What marijuana rescheduling could mean for hiring and discipline policies
Marijuana policies in the workplace have been evolving for years, but proposed federal rescheduling could make 2026 a turning point for employers. For HR, payroll, and compliance teams, the key question is how those changes intersect with hiring decisions, workplace discipline, and safety expectations.
Federal vs. state law
At the center of employer uncertainty is the tension between federal and state law. Even today, marijuana remains federally illegal, despite widespread state-level legalization or protection. That disconnect has created a gray area where employers must balance federal rules, state protections, and practical workplace realities.

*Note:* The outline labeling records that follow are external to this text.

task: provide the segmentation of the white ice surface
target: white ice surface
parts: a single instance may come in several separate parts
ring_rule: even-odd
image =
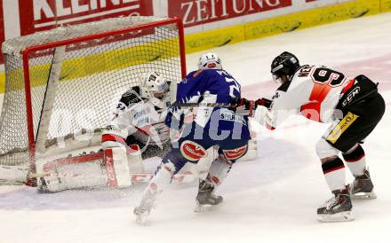
[[[334,67],[380,82],[391,101],[391,13],[286,33],[211,50],[242,83],[244,96],[268,96],[271,59],[283,51],[301,63]],[[188,55],[188,70],[199,53]],[[355,220],[321,223],[315,209],[331,197],[315,144],[327,127],[292,117],[274,133],[261,129],[257,161],[237,163],[219,192],[215,211],[193,212],[196,183],[176,184],[159,198],[150,223],[132,215],[145,184],[121,191],[39,194],[0,187],[0,242],[390,242],[391,115],[364,144],[378,199],[354,201]],[[350,178],[350,177],[348,177]]]

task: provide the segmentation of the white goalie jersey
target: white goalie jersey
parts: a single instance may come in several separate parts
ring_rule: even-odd
[[[353,82],[343,74],[323,66],[303,66],[290,82],[280,86],[269,110],[258,107],[254,118],[271,129],[292,114],[301,114],[319,122],[330,122],[335,120],[335,107],[339,97],[353,85]]]
[[[170,142],[164,124],[170,98],[142,98],[139,86],[127,90],[117,103],[102,136],[102,146],[116,147],[136,143],[162,146]]]

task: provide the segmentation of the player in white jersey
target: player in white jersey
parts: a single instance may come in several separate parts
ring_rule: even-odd
[[[122,95],[108,128],[102,131],[103,161],[85,157],[66,165],[44,161],[43,169],[52,169],[50,173],[43,173],[45,176],[39,182],[39,190],[54,192],[76,188],[130,186],[131,167],[142,171],[140,152],[141,157],[148,158],[162,156],[170,149],[170,129],[164,124],[170,103],[168,91],[169,84],[162,75],[156,72],[144,74],[140,86]]]
[[[273,60],[271,73],[282,85],[269,107],[265,107],[267,106],[262,99],[242,99],[238,104],[250,108],[251,104],[258,105],[254,117],[270,129],[295,113],[331,123],[317,142],[316,153],[334,197],[317,209],[317,216],[320,221],[352,220],[351,198],[376,198],[360,144],[385,112],[377,84],[364,75],[350,79],[323,66],[300,66],[299,59],[287,51]],[[339,153],[355,176],[351,185],[345,184],[345,165]]]
[[[156,72],[144,74],[140,82],[122,95],[102,135],[102,146],[136,144],[143,158],[163,156],[170,149],[170,129],[164,124],[169,84]]]

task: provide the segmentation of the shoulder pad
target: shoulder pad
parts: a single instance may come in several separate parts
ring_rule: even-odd
[[[132,87],[132,89],[128,90],[122,95],[119,101],[125,104],[126,106],[142,101],[141,96],[140,95],[140,87]]]
[[[289,86],[291,85],[291,80],[285,82],[280,87],[278,87],[277,90],[286,92],[288,90]]]

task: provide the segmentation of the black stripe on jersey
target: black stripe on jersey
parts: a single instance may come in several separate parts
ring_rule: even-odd
[[[344,168],[344,162],[339,157],[332,159],[331,161],[325,161],[322,164],[322,169],[323,170],[323,174],[327,174],[329,172],[339,169]]]
[[[291,85],[291,80],[283,82],[280,87],[278,87],[277,91],[286,92],[288,90],[289,85]]]

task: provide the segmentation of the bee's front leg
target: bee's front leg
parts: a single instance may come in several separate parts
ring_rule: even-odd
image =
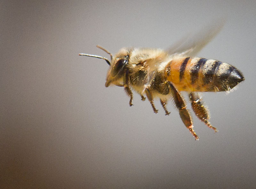
[[[130,88],[128,86],[124,86],[124,91],[129,97],[130,97],[130,101],[129,101],[129,105],[130,106],[132,106],[133,104],[132,103],[133,97],[132,96],[132,92]]]
[[[132,90],[130,89],[129,87],[129,84],[130,83],[130,79],[129,78],[129,71],[127,70],[125,72],[125,75],[124,78],[124,91],[130,98],[130,100],[129,101],[129,105],[130,106],[132,106],[133,105],[132,103],[133,98],[133,96],[132,96]]]

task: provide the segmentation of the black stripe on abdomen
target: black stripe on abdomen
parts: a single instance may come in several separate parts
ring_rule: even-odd
[[[190,58],[190,57],[187,57],[185,59],[180,66],[180,81],[181,81],[184,77],[184,73],[185,72],[186,66]]]
[[[206,71],[205,72],[203,78],[203,81],[204,84],[208,84],[212,81],[214,75],[217,73],[218,68],[222,63],[221,62],[216,60],[213,63],[212,66],[205,68]]]
[[[190,70],[191,84],[193,84],[198,79],[198,73],[200,68],[204,66],[207,61],[205,59],[201,59]]]

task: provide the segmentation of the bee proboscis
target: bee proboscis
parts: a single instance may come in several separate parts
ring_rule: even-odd
[[[95,55],[80,54],[105,60],[110,65],[105,86],[124,87],[130,97],[129,104],[133,105],[132,90],[140,95],[141,100],[150,103],[155,113],[158,112],[153,100],[159,98],[165,115],[170,114],[166,105],[172,99],[182,121],[196,140],[199,137],[193,129],[191,116],[180,91],[188,93],[192,109],[196,116],[215,132],[216,128],[210,122],[208,111],[199,92],[228,91],[244,81],[242,72],[235,67],[220,61],[193,57],[209,42],[219,31],[213,30],[208,37],[203,38],[196,45],[193,43],[187,50],[183,47],[167,51],[159,49],[123,48],[114,57],[107,59]]]

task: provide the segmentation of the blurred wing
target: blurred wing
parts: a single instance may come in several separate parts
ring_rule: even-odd
[[[167,52],[170,55],[181,53],[184,56],[195,56],[220,31],[225,21],[224,19],[220,19],[201,28],[197,34],[189,34],[167,49]]]

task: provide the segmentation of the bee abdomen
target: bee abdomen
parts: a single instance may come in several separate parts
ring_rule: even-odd
[[[166,70],[167,80],[180,91],[227,91],[244,80],[243,74],[235,67],[203,58],[173,60],[166,66]]]

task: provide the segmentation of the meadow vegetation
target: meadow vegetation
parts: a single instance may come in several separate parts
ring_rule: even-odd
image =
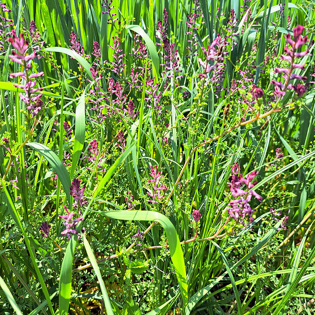
[[[1,315],[314,314],[312,1],[0,19]]]

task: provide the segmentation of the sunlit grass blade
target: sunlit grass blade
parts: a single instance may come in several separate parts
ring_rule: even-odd
[[[159,58],[154,43],[139,25],[127,25],[126,26],[126,30],[135,32],[136,33],[139,34],[143,38],[149,50],[149,52],[152,60],[154,69],[156,71],[156,75],[155,75],[154,74],[154,75],[157,77],[159,72]]]
[[[230,278],[230,280],[231,280],[233,291],[234,292],[234,295],[235,296],[235,298],[236,299],[237,314],[238,314],[238,315],[242,315],[243,312],[242,311],[242,303],[241,303],[241,299],[240,298],[240,294],[239,293],[238,290],[237,290],[237,287],[236,287],[234,277],[233,276],[232,270],[231,270],[231,268],[230,268],[230,266],[229,265],[227,258],[226,258],[226,256],[224,254],[224,253],[223,252],[222,250],[220,248],[220,246],[215,242],[212,241],[212,243],[217,248],[217,249],[219,251],[219,252],[220,253],[220,255],[221,255],[222,259],[223,260],[224,263],[224,265],[225,265],[227,274],[228,275],[228,276]]]
[[[315,256],[315,247],[314,247],[312,252],[310,253],[306,261],[304,263],[302,267],[298,273],[297,268],[301,262],[300,258],[303,249],[305,249],[304,248],[304,244],[306,240],[306,237],[308,235],[309,232],[310,231],[312,225],[313,223],[311,224],[307,231],[305,232],[302,241],[301,242],[301,244],[298,248],[295,258],[292,267],[291,273],[290,274],[290,277],[286,287],[286,290],[285,290],[285,294],[284,294],[283,298],[281,300],[280,303],[279,303],[277,308],[273,313],[273,315],[278,315],[278,314],[280,315],[284,315],[284,314],[286,314],[286,311],[287,309],[287,303],[292,298],[301,278],[302,277],[306,270],[306,269],[311,263],[313,257]]]
[[[75,130],[72,163],[70,177],[72,178],[85,140],[85,93],[84,92],[79,99],[75,110]]]
[[[282,220],[278,222],[273,228],[271,229],[261,239],[261,240],[252,249],[251,251],[246,255],[243,257],[233,266],[231,268],[231,270],[233,270],[234,268],[236,268],[238,266],[244,263],[248,258],[256,253],[263,246],[265,245],[267,243],[270,241],[272,237],[277,232],[278,228],[281,224],[282,222]],[[188,301],[188,305],[186,307],[185,310],[185,315],[189,315],[195,305],[199,301],[199,300],[205,296],[217,284],[220,282],[227,274],[228,274],[227,271],[224,272],[222,275],[221,275],[221,276],[217,278],[210,284],[205,286],[202,289],[196,292]]]
[[[154,211],[117,211],[99,212],[99,213],[111,219],[119,220],[153,221],[158,222],[162,225],[167,238],[171,259],[181,289],[183,301],[184,305],[186,305],[188,299],[188,292],[184,255],[178,235],[172,222],[165,216]]]
[[[26,232],[23,227],[23,225],[21,222],[19,214],[17,211],[14,203],[13,202],[13,201],[12,200],[12,198],[11,197],[11,195],[10,195],[9,191],[8,191],[6,187],[5,186],[3,186],[2,189],[4,190],[4,193],[5,194],[5,196],[6,197],[6,199],[7,199],[7,205],[8,207],[9,208],[10,212],[13,217],[13,219],[14,220],[14,221],[16,222],[17,225],[18,225],[19,228],[20,229],[21,232],[22,232],[22,235],[24,237],[24,242],[25,242],[26,247],[29,251],[29,253],[30,256],[31,256],[31,259],[32,259],[32,262],[33,263],[33,267],[34,267],[34,269],[35,269],[36,274],[37,276],[37,278],[38,278],[38,280],[39,280],[39,283],[40,283],[42,290],[43,290],[43,292],[44,293],[44,295],[45,296],[45,297],[46,300],[47,301],[47,303],[48,304],[48,307],[49,308],[50,312],[51,313],[52,315],[54,315],[55,312],[54,312],[53,306],[52,306],[51,301],[50,300],[49,293],[48,293],[48,290],[46,286],[46,284],[44,281],[44,279],[40,272],[40,270],[38,268],[38,266],[37,265],[37,261],[36,260],[36,257],[35,256],[34,252],[33,252],[33,249],[31,245],[31,243],[30,242],[30,240],[29,238],[28,237],[28,235],[26,234]]]
[[[74,251],[77,242],[72,236],[67,246],[64,256],[63,260],[60,271],[59,281],[59,314],[68,314],[68,310],[71,298],[71,284],[72,280],[72,268]]]
[[[105,286],[103,278],[102,278],[100,270],[99,270],[99,268],[98,267],[97,263],[96,262],[96,260],[95,259],[94,253],[92,251],[92,249],[91,248],[90,244],[88,242],[84,235],[81,233],[81,235],[82,239],[83,240],[83,244],[84,244],[85,250],[87,251],[87,253],[88,254],[88,256],[90,258],[91,262],[92,264],[92,266],[94,269],[95,273],[96,274],[97,279],[98,280],[98,284],[103,295],[103,300],[105,303],[106,313],[109,315],[114,315],[114,313],[113,313],[113,310],[112,309],[112,306],[110,304],[110,301],[108,297],[108,295],[107,294],[107,291],[106,291],[106,288]]]
[[[147,313],[146,315],[164,315],[172,307],[173,303],[175,302],[176,299],[179,296],[179,293],[177,293],[171,299],[167,301],[164,303],[160,305],[158,308]]]
[[[92,80],[93,80],[92,77],[92,73],[91,72],[91,65],[84,59],[75,51],[68,49],[68,48],[63,48],[63,47],[48,47],[43,49],[44,51],[54,52],[57,53],[61,53],[62,54],[65,54],[68,56],[73,57],[84,68],[87,74]]]
[[[9,288],[7,286],[5,283],[3,281],[3,280],[1,278],[1,277],[0,277],[0,286],[4,292],[4,294],[5,294],[6,298],[8,299],[8,301],[13,308],[13,310],[15,311],[16,314],[17,314],[17,315],[23,315],[23,314],[18,306],[13,296],[12,295],[11,291],[9,289]]]
[[[72,197],[70,194],[70,186],[71,179],[70,175],[66,168],[60,160],[58,156],[52,151],[49,148],[40,143],[35,142],[29,142],[27,145],[36,150],[38,153],[44,157],[51,165],[54,170],[57,173],[58,177],[63,186],[63,189],[68,199],[70,207],[72,206]]]

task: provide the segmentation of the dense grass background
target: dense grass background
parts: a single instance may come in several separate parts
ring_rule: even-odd
[[[38,44],[32,21],[45,41],[31,70],[44,72],[36,80],[45,106],[35,120],[18,96],[13,85],[25,82],[9,78],[22,67],[10,62],[6,32],[13,28],[6,28],[0,55],[0,134],[11,150],[2,140],[3,314],[312,314],[315,9],[312,1],[278,2],[116,0],[109,14],[98,1],[7,1],[12,12],[0,14],[25,33],[28,54]],[[170,57],[157,31],[164,9]],[[237,21],[229,30],[232,9]],[[191,12],[193,29],[186,23]],[[281,77],[274,69],[288,66],[279,58],[284,35],[298,25],[309,39],[300,50],[310,50],[296,61],[306,66],[295,73],[307,77],[307,91],[298,98],[288,90],[275,98],[270,81]],[[71,32],[79,49],[71,46]],[[211,62],[222,66],[206,85],[198,58],[204,61],[202,48],[221,32],[215,49],[222,60]],[[140,73],[133,85],[132,69]],[[118,96],[110,78],[122,87]],[[253,84],[264,92],[258,116],[244,110]],[[155,108],[147,106],[153,97]],[[113,110],[127,110],[130,100],[135,117]],[[95,102],[107,106],[91,110]],[[254,220],[245,226],[228,220],[226,211],[236,162],[244,177],[259,172],[254,189],[263,198],[253,198]],[[147,192],[154,190],[148,181],[156,165],[167,190],[153,203]],[[66,214],[64,206],[72,209],[75,178],[86,186],[84,220],[76,226],[80,239],[69,240],[62,238],[59,215]],[[275,219],[270,207],[282,214]],[[48,238],[40,235],[43,222],[51,225]],[[132,237],[141,231],[143,238]]]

If marijuana is rescheduled from Schedule I to Schedule III, it would not legalize recreational use at the federal level. Instead, it would allow expanded research and medical use, while leaving state and local marijuana laws intact. In other words, employers shouldn’t expect a clean legal reset. State protections around testing, accommodation, or off-duty use would still apply, and federal oversight would remain relevant.
One important shift, however, is how federal law might treat marijuana going forward. Today, because marijuana is federally illegal, employers are not required under laws like the Americans with Disabilities Act (ADA) to accommodate medical marijuana use. Rescheduling could open the door to future accommodation obligations, particularly as marijuana becomes more accepted for medical treatment. That possibility alone makes this an area employers should be watching closely.
Testing protocols haven’t caught up
Drug testing practices have not kept pace with evolving cannabis laws, and that gap is already creating confusion in the workplace. Employers increasingly encounter employees who test positive and respond with, “I didn’t use marijuana, I used Delta-8,” or another hemp-derived product that is legal under state law.
The challenge is that many cannabis- and hemp-derived products are processed by the body in the same way for drug testing purposes. Even products marketed as legal often contain small amounts of THC, and those byproducts can still show up on a drug test. From an employer’s perspective, a positive test result is still a positive result, regardless of where the THC came from.
In most states, especially when testing follows observable signs of impairment, employers may still take disciplinary action, even if the employee believed their off-duty use was lawful. This reality underscores that impairment at work is never acceptable. Just as alcohol may be legal but intoxication on the job is not, any impairment caused by marijuana or its derivatives can still justify discipline.
To reduce risk and confusion, employers should ensure policies clearly define impairment, explain testing protocols, and distinguish between legal off-duty use and on-the-job expectations. Clarity here protects both the organization and the workforce as cannabis laws continue to evolve.
Anticipating increased use and operational impacts
If marijuana is rescheduled, federal agencies forecast increased usage, expanded research and development, and broader commercial activity tied to cannabis and CBD products. This could also affect Medicare and Medicaid coverage for certain treatments, further normalizing marijuana’s presence in medical contexts.
For employers, increased use means increased exposure to policy questions, accommodation requests, and employee misunderstandings. Clear communication will be essential – for both what is allowed and what is not.
Criminal records and hiring decisions
Rescheduling may also influence how marijuana-related criminal records are viewed in hiring decisions. While it’s unlikely that past convictions will be broadly expunged, as those offenses were crimes at the time they occurred, future possession-related offenses may carry less weight, particularly at the federal level.
Employers should evaluate criminal history based on whether it directly relates to the job and workplace safety. A marijuana possession offense that has no connection to the role itself may become harder to justify as a disqualifier, especially as public policy shifts. States may introduce new guidance on how pre- and post-rescheduling offenses should be treated, adding another layer employers will need to track.
What employers should be doing now
Even as rescheduling remains prospective, employers don’t need to wait to act. Now is the time to:
- Review drug testing and reasonable suspicion policies for clarity and consistency.
- Reinforce expectations around impairment and workplace safety.
- Ensure hiring practices properly tie criminal history evaluations to job requirements.
- Educate managers and employees on the difference between legal use and acceptable workplace behavior.
While marijuana policy continues to evolve, employers are still responsible for maintaining safe, compliant, and productive workplaces. Staying ahead of these changes will be key in 2026.